Other genes, while not yet described in cervical cancer, have been found to be prognostic in ovarian cancer (RGS11 [31], CHAD and CBLN2 [32], NETO1 [33], HSPE1 [34], and BIRC6, which Lnc-TTC27-9 is intronic to [35]). The expression of SH3BP5 is reduced in ovarian cancer samples compared to normal tissue and that silencing of Sab protein expression may lead to chemo-resistance [36]. The expression of SNTN has high discriminatory power to differentiate between normal tissue, serous borderline ovarian tumors, and serous ovarian carcinoma [37]. IL22RA2 is highly expressed in various tissues, including those in the female reproductive system [38]. With respect to genes associated with other cancers, NXT2 was among 12 genes used to define prognostic risk groups in melanoma [39]. A  review article described that the aberrant expression of HS3ST3B1 is observed in many cancers, and the authors posited that HS3ST3B1 may act as a tumor-promoting enzyme [40]. The expression of KRT85 was found to be associated with overall survival in subjects with colon cancer [41].
When using the fitted model using the 2009 transcripts, only 16.9% of subjects were misclassified, with all misclassifications in Stage II. However, when fitting a parsimonious model including only the 41 transcripts in Table 1, the misclassification rate decreased to 11.6%. For evaluating the effectiveness of this multi-category classification, we evaluated the hypervolume under ROC manifold [42,43], which was 0.865 (95% CI: 0.800, 0.914) for the 41 transcript model, indicating good discrimination among the three stages.

4. Discussion

The ordinalbayes package is based on runjags and enables the user to easily fit penalized ordinal Bayesian cumulative logit models to high-dimensional datasets. The package includes methods for monitoring the mixing of chains (plot) and convergence (print). It also includes a summary function that permits the user to estimate the Bayes factor for testing an interval null hypothesis for β j and for testing the null that γ j = 0 to assist the user with variable selection. The coef function uses the posterior distribution to return summary estimates of the penalized β j and the γ j indicators. The predict (or equivalently, fitted) function can be used to obtain the estimated ordinal response probabilities as well as the predicted ordinal response level for each observation.
When applied to The Cancer Genome Atlas cervical cancer dataset, predictive performance was excellent.
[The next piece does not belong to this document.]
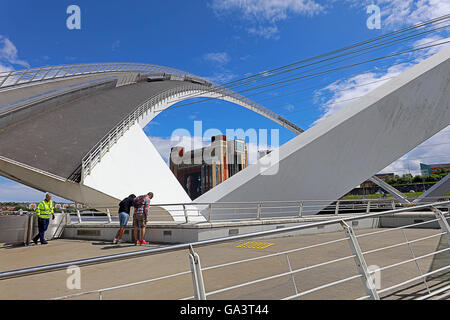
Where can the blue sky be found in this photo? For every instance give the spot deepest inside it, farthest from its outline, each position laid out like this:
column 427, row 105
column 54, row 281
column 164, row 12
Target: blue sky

When restricting attention to only the 41 transcripts with a Bayes factor > 4, predictive performance yielded an overall misclassification error of 11.6%, though the misclassification error increased from 0% for Stage I and III/VI in the full model to 3.2% and 14.0%, respectively, in the reduced model. Interestingly, transcripts that were identified have known associations with cervical cancer, cancers of the female reproductive system, and other cancer in general. The syntax we used to analyze this dataset appears in the Appendix B.

Supplementary Materials

Externally hosted supplementary file 1, can be downloaded at: https://github.com/kelliejarcher/ordinalbayes, Description: ordinalbayes R package on GitHub.

Author Contributions

Conceptualization, K.J.A.; methodology, Y.Z. and A.E.S.; software, K.J.A., Y.Z. and A.E.S.; validation, A.E.S., Y.Z. and S.S.; formal analysis, K.J.A.; writing—original draft preparation, K.J.A.; writing—review and editing, A.E.S., Y.Z. and S.S.; funding acquisition, K.J.A. All authors have read and agreed to the published version of the manuscript.

Funding

This research was funded by the National Cancer Institute of the National Institutes of Health under Award Number R03CA245771. The content is solely the responsibility of the authors and does not necessarily represent the official views of the National Institutes of Health.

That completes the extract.